RQ1: What is the relative effectiveness of different AI prompting strategies for generating requirements, use cases, and user stories?
RQ2: How does AI-developed requirements, use cases, and user stories compare with those produced by human agents?
RQ3: Does the choice of large language model (LLM) technology used by an AI agent affect the quality of the requirements, use cases, and user stories?

2. Literature Review

There are three relevant lines of research: agent engineering, requirements engineering and the use of large language models (LLMs) to complete requirements engineering tasks.

2.1. Agent Engineering

The term prompt engineering was coined by Gwern Branwen in his 2020 essay Prompts and Programming [4], though it did not appear in an academic paper until 2021 [5]. Prompt engineering is “strategically designing task-specific instructions, referred to as prompts, to guide model output without altering parameters” [6]. Several prompt engineering techniques have been described, including Chain-of-Thought [7], Logical Chain-of-Thought [8], Chain of Symbol [9], Automatic Chain-of-Thought [10], Least-to-Most [11], Self-Consistency prompting [12], and Tree-of-Thoughts [13]. The common characteristic is to provide all the examples, context, and specificity required for an LLM to produce the desired outcome [14].

A more advanced form of AI is the use of AI agents [15] or agentic systems [16], defined as systems that perceive their environment and act to maximize expected performance based on prior knowledge and experience [17]. Building such systems, known as Agent Engineering [18], involves “the development of autonomous computational or physical entities capable of perceiving, reasoning, adapting, learning, cooperating and delegating in a dynamic environment.” Several agents have been developed for specific tasks, such as software engineering [19], e-commerce navigation [20], and even for Minecraft tasks [21] Techniques used to train AI agents for these specialized tasks include imitation learning [20], reinforcement learning [21], task-specific fine-tuning [22], and system-level scaffolding [19]. As Shah summarizes: “We also need this [agent] to be systematically created with enough generalizability and explainability to be useful for the same or similar experiments by other researchers, by other LLMs, and at different times” [23], p.57.

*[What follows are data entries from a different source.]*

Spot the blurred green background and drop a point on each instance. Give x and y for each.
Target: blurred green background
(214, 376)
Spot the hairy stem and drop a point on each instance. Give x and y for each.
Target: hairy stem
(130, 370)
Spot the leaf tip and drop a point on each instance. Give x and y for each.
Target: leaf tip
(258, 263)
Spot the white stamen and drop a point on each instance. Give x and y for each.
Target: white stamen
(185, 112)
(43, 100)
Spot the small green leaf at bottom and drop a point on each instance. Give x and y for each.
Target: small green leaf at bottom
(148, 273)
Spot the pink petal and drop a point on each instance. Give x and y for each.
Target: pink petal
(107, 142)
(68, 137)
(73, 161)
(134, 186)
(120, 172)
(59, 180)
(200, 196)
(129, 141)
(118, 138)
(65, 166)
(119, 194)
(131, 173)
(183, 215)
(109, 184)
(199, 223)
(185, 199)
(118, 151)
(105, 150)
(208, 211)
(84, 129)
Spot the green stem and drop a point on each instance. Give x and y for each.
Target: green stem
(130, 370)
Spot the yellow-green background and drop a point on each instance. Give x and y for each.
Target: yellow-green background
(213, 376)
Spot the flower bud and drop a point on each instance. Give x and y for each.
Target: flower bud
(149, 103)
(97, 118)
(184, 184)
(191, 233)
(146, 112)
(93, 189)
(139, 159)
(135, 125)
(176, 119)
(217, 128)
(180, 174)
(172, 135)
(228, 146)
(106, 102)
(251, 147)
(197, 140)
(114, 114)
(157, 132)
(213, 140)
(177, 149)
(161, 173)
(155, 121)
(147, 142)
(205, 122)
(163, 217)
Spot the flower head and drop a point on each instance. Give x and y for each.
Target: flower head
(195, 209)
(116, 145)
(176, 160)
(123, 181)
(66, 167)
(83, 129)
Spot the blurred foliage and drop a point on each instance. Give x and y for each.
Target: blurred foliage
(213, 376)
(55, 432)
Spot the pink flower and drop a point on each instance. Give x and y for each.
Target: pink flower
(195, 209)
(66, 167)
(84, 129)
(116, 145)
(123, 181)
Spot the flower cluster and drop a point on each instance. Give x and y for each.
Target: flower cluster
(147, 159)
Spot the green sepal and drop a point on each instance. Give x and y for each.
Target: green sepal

2.2. Requirement Engineering

The term Requirement Engineering was first introduced in 1969 [24], and formalized in the software engineering lifecycle models by Royce the next year [25]. In 1984, IEEE published IEEE 830-1984, which formalized the Software Requirements Specification (SRS) and outlined recommended practices for its structure and content [26]. The central feature of a SRS is a software requirement, defined as “a condition or capability needed by a user to solve a problem or achieve an objective” [27]. IEEE defines ten attributes of well-formed requirements: necessary, implementation-free, unambiguous, consistent, complete, singular, feasible, traceable, verifiable, bounded [28]. An empirical study found that ambiguity, completeness, consistency, and correctness have the largest impact on the quality of software requirements [29]. Since then, Bell and Thayer criticized the practice of utilizing heavy, document-centric requirements process and advocated for new methodologies more attuned to stakeholder needs [30].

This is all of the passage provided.